Par la suite, Danah Boyd développe son point de vue sur le big data. Elle estime qu’une idéologie sous-tend l’évocation de ce nouvel univers de données. On imagine qu’en collectant beaucoup de données, on comprendra enfin l’humanité et qu’on en résoudra les problèmes. Mais pour l’instant, ce sont les entreprises qui le font et elles le monnayent . A ce sujet, Danah Boyd délaisse le registre du quantitatif pour poser la question en terme de pouvoirs et constate une différence entre l’Europe et les Etats-Unis. Si les Européens craignent l’intrusion des entreprises dans leur vie, les Américains redoutent celle de l’Etat. Mais pour elle, le danger est ailleurs. Quant on parle de liberté, on raisonne à l’échelle de l’individu. Or le changement introduit par le net, c’est la dimension réticulaire. Elle clarifie son propos en citant deux exemples. Celui du génome : quand je diffuse mon génome sur la toile, je le fais à titre individuel certes. Mais j’engage aussi toute ma famille, les enfants que je n’ai pas encore aussi. Quant à Facebook, quand un ami m’annonce l’ouverture de son compte, même si moi je n’en possède pas, je suis déjà quelque part sur le site comme ami (e) de, donc comme celui ou celle qui ressemble à. Danah Boyd estime donc qu’à partir de tous ces éléments, nous nous trouvons dans une situation tendue entre l’évolution du marché, les normes sociales, la loi et l’architecture sociale.

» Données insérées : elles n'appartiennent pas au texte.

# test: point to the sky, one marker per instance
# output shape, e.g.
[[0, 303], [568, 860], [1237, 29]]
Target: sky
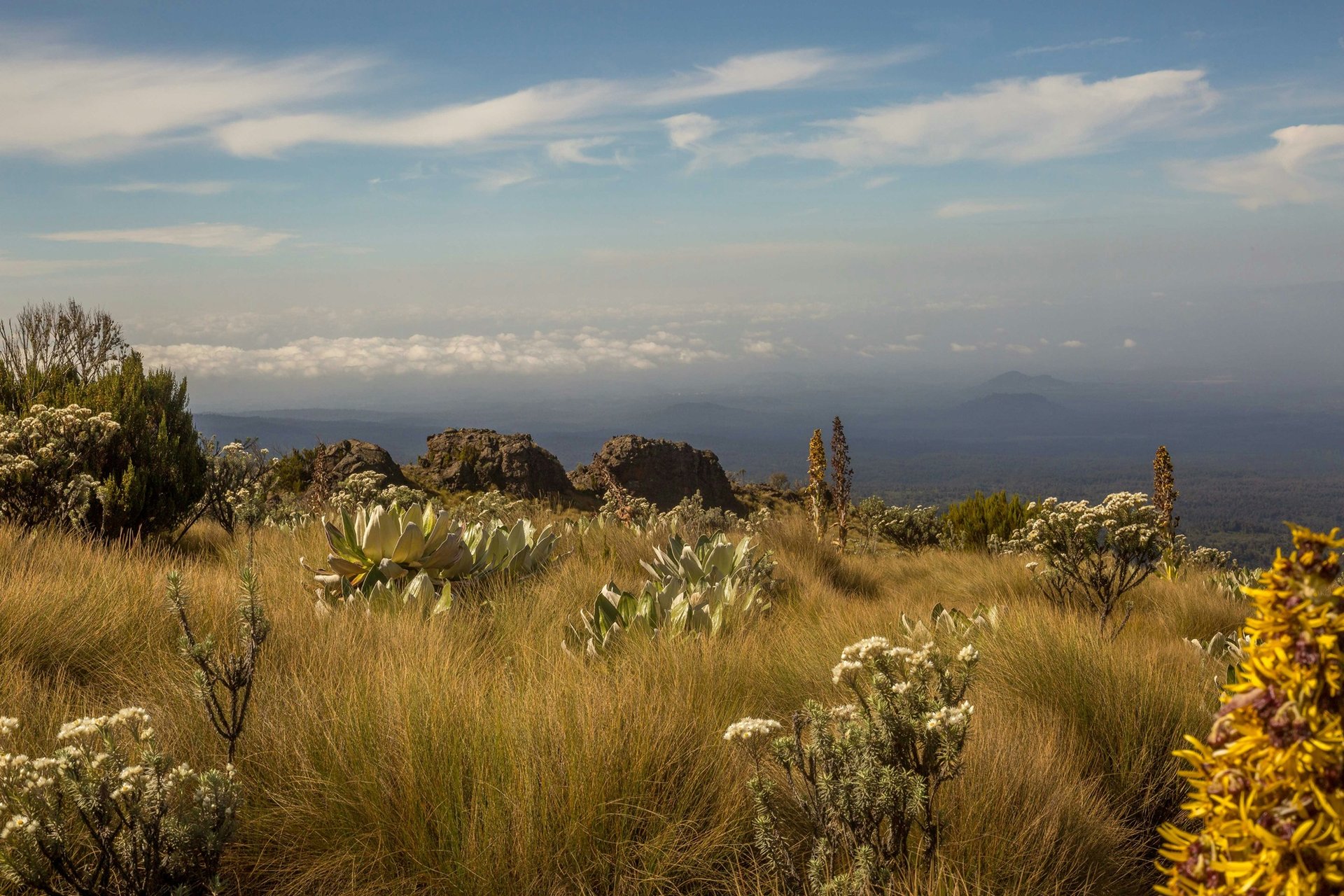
[[369, 203]]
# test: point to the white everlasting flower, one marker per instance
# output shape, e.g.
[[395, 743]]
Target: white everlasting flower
[[748, 729], [846, 671], [866, 649]]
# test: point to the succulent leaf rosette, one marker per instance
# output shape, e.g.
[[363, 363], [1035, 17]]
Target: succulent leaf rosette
[[1268, 782]]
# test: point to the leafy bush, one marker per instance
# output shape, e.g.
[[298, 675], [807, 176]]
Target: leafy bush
[[1265, 783], [983, 516], [866, 776], [45, 463], [1092, 552], [225, 680], [109, 813], [151, 472], [707, 589]]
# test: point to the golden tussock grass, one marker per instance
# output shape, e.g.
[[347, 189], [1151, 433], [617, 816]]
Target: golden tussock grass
[[470, 754]]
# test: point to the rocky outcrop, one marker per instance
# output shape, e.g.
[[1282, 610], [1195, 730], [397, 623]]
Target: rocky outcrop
[[349, 457], [484, 460], [660, 472]]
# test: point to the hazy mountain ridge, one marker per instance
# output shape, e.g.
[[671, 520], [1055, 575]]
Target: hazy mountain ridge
[[1242, 470]]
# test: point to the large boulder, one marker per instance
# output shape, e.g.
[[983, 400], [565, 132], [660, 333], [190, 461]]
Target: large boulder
[[662, 472], [483, 460], [349, 457]]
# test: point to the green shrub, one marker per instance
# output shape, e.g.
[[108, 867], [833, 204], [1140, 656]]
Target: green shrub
[[45, 461], [109, 813], [152, 473], [153, 470], [981, 516]]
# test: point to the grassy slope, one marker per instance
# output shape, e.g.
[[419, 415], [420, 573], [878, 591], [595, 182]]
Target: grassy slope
[[472, 755]]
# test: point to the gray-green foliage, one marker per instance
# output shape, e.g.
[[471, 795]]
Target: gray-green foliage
[[109, 814], [707, 587], [235, 482], [223, 678], [863, 776]]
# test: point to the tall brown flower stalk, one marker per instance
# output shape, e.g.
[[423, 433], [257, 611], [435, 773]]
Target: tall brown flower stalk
[[818, 484], [841, 480], [1166, 495]]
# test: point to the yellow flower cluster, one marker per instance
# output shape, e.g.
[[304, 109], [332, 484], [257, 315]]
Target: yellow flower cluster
[[1268, 783]]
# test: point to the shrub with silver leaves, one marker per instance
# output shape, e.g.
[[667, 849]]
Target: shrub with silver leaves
[[111, 814], [864, 776], [1092, 554]]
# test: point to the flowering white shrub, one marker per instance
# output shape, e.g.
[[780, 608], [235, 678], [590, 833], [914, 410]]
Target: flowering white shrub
[[363, 489], [45, 463], [109, 813], [864, 776], [1092, 552], [710, 587], [235, 482]]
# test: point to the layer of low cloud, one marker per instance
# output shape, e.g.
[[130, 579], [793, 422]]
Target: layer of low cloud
[[187, 188], [555, 352], [578, 152], [1306, 166], [76, 104], [239, 238], [968, 207]]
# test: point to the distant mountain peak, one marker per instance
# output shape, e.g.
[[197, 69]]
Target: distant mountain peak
[[1016, 379]]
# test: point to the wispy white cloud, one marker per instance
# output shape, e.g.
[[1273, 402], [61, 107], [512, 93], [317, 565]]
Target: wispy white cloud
[[555, 352], [968, 207], [530, 109], [230, 237], [74, 102], [1077, 45], [495, 179], [575, 152], [188, 188], [1306, 166], [1009, 121]]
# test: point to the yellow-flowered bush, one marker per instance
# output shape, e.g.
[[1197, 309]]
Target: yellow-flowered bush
[[1268, 783]]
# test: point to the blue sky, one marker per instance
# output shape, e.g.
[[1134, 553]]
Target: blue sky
[[340, 192]]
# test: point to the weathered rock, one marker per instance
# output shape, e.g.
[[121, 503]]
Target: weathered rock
[[483, 460], [349, 457], [662, 472]]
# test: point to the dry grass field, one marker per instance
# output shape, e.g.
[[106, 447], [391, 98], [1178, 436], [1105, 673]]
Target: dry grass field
[[470, 754]]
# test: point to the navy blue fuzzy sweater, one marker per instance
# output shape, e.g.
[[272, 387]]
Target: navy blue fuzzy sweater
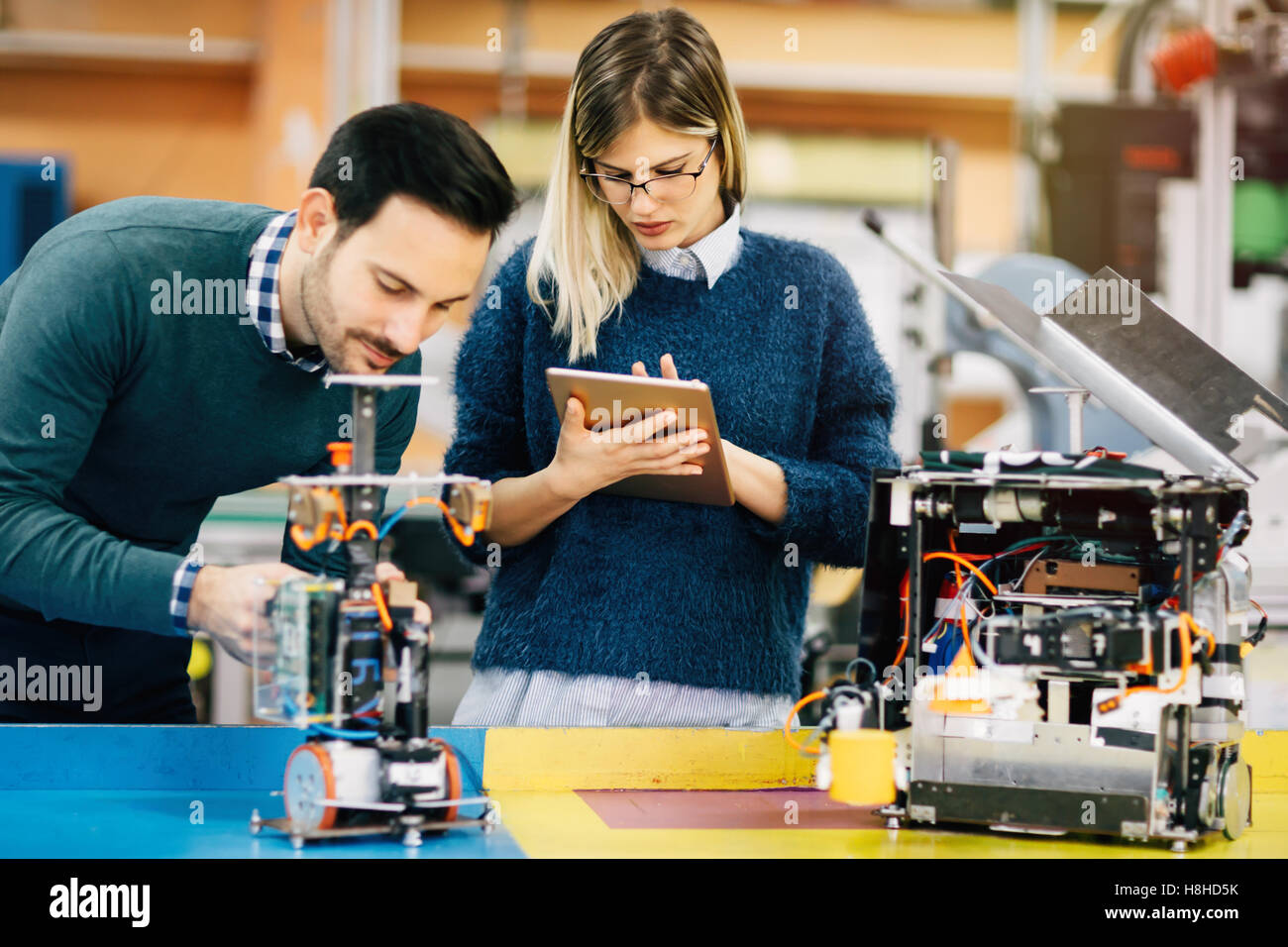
[[692, 594]]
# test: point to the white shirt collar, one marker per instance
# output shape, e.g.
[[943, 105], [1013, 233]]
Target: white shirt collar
[[708, 258]]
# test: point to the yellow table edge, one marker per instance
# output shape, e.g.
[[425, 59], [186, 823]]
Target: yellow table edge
[[548, 759]]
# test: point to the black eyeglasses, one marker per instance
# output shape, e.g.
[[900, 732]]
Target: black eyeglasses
[[668, 188]]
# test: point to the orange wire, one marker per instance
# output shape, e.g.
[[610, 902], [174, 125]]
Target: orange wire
[[804, 701], [957, 575], [458, 530], [361, 525], [339, 509], [1185, 624], [380, 607], [304, 541], [984, 579], [907, 621]]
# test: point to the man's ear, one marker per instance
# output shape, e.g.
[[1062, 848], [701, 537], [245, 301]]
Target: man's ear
[[316, 222]]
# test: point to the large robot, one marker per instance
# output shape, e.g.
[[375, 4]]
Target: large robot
[[347, 660]]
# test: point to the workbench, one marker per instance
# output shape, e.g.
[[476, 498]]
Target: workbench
[[104, 791]]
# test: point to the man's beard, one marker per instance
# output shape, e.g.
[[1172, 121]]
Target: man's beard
[[321, 318]]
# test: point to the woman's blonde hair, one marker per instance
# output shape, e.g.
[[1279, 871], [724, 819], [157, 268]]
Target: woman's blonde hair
[[660, 65]]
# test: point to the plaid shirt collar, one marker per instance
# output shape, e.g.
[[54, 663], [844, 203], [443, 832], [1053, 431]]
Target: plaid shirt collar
[[262, 296]]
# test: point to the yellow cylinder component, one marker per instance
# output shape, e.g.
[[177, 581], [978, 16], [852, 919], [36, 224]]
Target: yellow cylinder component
[[201, 660], [862, 767]]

C’est alors dans ce cadre qu’elle définit son positionnement. Beaucoup lui reprochent de travailler pour Microsoft. Mais elle se considère comme une activiste dont la mission est de mettre en relief les complexités, les tensions et les peurs suscitées par un monde nouveau afin de faire de nous un public éclairé capable d’exercer son sens critique.

Pour ce qui me concerne, deux points ont particulièrement attiré mon attention :

  1. ses tentatives pour faire la distinction entre les changements réels liés aux nouvelles technologies et ce que nous en fantasmons
  2. ses interrogations sur les pouvoirs qui émergent de ces technologies et sur notre liberté vraie qui est une question qu’on ne se pose sans doute pas assez aujourd’hui.